Stack Exchange Has An API That Returns The Details For All Of Your Access
I’m a big fan of helpful authentication features, where API providers make it easier to manage our increasingly hellish environment, application, token, and other management duties of the average API integrator. To help me better manage my API apps, and the OAuth tokens I have in play, I am trying to document all the sensible approaches I come across while putting different APIs to work, and scouring the API landscape for stories.
One example of this in action is out of the Stack Exchange API, where you can find an API endpoint for accessing the details of your OAuth tokens, and invalidate, and de-authorize them. A pretty useful API endpoint when you are integrating with APIs, and find yourself having to manage many tokens across many APIs, apps, and users. Helping you check in on the overall health and activity of your tokens, revoking, renewing, and making sure they work when you need them the most.
It is helpful for me to write about the helpful authentication practices I come across while using APIs. It helps me aggregate them into a nice list of features API providers should consider supporting. If I don’t write about it here on the blog, then it doesn’t exist in my research, and my future storytelling. My goal is to help spread the knowledge about what is working across the sector, so that more API providers will adopt along the way. You know what is better than Stack Exchange providing an API to manage your access tokens? All API providers providing you with an API to manage your access tokens!
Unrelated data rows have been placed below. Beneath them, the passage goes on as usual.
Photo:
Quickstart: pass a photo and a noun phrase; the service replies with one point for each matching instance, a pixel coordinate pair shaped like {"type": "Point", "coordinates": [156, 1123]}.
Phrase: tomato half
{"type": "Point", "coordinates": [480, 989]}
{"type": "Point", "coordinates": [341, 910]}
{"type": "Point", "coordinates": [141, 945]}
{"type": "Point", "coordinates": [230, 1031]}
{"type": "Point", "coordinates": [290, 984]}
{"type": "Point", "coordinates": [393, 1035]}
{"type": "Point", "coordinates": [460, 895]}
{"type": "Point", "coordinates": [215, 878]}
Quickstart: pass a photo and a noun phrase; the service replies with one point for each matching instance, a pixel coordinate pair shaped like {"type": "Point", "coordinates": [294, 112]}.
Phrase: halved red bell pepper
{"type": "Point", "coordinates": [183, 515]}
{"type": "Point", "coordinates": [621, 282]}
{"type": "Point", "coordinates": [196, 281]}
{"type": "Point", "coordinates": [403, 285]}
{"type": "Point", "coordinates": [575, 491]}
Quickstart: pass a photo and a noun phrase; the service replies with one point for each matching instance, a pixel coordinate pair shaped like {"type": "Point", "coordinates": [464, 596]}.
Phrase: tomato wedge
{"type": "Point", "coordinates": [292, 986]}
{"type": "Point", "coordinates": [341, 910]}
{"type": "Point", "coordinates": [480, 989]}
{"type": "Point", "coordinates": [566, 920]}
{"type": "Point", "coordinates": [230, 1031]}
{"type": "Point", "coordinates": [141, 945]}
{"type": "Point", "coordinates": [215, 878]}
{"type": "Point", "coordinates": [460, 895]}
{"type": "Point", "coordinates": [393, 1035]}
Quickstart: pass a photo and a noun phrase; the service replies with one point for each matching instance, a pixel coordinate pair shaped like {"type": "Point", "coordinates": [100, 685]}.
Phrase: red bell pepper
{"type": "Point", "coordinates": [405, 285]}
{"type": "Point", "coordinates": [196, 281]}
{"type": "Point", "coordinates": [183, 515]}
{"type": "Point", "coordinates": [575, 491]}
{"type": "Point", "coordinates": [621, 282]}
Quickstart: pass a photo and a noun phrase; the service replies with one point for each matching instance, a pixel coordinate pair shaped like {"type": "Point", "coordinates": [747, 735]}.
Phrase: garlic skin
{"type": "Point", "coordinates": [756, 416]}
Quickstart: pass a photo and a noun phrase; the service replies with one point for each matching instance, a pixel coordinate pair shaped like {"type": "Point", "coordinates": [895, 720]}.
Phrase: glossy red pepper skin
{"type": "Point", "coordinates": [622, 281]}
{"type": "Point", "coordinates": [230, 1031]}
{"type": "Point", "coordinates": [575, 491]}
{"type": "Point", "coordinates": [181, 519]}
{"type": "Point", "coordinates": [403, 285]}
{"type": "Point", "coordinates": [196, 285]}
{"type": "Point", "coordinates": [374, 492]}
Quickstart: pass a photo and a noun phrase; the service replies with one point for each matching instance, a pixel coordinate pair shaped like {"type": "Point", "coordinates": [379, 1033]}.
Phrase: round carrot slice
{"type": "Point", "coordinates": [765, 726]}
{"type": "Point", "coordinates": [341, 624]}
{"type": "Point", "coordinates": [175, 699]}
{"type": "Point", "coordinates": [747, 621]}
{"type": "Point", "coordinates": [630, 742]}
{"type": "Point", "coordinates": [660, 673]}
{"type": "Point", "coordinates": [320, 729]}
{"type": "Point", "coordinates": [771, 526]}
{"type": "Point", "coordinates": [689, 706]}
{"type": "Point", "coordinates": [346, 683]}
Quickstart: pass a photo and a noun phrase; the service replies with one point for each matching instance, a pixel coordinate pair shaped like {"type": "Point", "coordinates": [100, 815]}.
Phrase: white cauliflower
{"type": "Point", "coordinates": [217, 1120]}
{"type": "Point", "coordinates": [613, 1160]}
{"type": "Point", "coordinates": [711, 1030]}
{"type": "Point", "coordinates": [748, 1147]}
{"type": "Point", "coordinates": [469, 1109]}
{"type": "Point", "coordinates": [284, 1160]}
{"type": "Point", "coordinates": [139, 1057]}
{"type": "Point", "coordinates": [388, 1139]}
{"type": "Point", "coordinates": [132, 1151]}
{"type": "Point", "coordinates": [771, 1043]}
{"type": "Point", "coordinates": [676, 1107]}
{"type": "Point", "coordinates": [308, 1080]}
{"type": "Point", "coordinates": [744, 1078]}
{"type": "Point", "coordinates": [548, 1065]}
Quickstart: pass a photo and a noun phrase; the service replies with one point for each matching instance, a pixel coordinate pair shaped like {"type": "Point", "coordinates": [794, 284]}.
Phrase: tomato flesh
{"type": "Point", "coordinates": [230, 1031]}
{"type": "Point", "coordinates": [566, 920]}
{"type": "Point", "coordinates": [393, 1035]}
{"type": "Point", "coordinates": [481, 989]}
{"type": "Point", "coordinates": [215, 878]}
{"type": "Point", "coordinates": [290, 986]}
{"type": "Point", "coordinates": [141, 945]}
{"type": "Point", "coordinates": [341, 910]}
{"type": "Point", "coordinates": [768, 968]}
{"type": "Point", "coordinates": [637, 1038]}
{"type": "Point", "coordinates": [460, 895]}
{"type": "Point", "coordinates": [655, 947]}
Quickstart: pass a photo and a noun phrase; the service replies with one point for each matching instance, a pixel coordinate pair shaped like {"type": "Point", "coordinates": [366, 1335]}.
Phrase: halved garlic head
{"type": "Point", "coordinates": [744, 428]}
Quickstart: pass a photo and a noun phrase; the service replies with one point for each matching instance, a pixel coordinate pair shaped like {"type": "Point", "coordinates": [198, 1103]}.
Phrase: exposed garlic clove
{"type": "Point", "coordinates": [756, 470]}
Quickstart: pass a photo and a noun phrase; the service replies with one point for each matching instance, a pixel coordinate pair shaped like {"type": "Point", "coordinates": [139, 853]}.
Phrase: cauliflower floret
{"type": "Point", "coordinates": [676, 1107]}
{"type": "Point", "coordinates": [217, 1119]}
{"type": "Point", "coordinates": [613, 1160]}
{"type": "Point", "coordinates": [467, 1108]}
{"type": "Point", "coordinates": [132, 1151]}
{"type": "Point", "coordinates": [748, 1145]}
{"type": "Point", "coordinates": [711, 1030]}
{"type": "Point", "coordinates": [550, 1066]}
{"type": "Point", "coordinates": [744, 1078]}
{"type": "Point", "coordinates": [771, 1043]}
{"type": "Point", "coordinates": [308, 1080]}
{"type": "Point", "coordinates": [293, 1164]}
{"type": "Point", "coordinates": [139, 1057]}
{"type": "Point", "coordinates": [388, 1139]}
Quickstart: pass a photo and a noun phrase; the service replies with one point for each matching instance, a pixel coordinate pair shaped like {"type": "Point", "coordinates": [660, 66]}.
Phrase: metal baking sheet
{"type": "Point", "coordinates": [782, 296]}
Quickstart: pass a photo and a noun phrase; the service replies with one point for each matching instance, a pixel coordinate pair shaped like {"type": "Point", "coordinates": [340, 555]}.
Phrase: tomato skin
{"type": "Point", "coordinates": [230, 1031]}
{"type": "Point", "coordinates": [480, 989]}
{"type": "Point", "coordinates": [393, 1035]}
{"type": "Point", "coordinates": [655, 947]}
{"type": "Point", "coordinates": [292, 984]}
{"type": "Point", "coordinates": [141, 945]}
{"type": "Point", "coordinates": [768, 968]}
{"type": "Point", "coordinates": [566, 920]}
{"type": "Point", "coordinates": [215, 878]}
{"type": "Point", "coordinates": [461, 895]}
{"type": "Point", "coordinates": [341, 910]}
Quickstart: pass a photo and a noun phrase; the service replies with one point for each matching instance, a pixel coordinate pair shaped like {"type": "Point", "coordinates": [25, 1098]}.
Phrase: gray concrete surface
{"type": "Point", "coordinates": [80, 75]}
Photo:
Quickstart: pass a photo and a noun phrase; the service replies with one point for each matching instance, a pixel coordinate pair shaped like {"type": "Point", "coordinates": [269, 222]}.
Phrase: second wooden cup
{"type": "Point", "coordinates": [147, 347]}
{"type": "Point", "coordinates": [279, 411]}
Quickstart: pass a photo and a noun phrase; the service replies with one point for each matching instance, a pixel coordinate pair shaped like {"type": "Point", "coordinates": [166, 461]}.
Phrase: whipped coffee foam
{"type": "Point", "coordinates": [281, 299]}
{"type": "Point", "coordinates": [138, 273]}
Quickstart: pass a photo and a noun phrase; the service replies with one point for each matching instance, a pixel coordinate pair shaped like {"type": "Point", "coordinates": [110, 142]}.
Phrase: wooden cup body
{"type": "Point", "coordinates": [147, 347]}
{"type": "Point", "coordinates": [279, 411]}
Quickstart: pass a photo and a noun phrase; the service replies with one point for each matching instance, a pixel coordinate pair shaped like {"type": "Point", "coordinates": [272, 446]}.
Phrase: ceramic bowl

These stories, and any other relevant links I’ve curated will be published to my API authentication research. Eventually I’ll roll all the features I’ve aggregated into either a long form blog post, or white paper I’ll publish and put out with the assistance of one of my partners. I’m interested in the authentication portion of this, but also I’m looking to begin defining processes for helping us better manage our API integration environments, application ids, secrets, tokens, and other goodies we depend on to secure our consumption of APIs across many different providers. It is something that will continue to expand, multiply, and grow more complex with each additional API we add to our growing list of dependencies.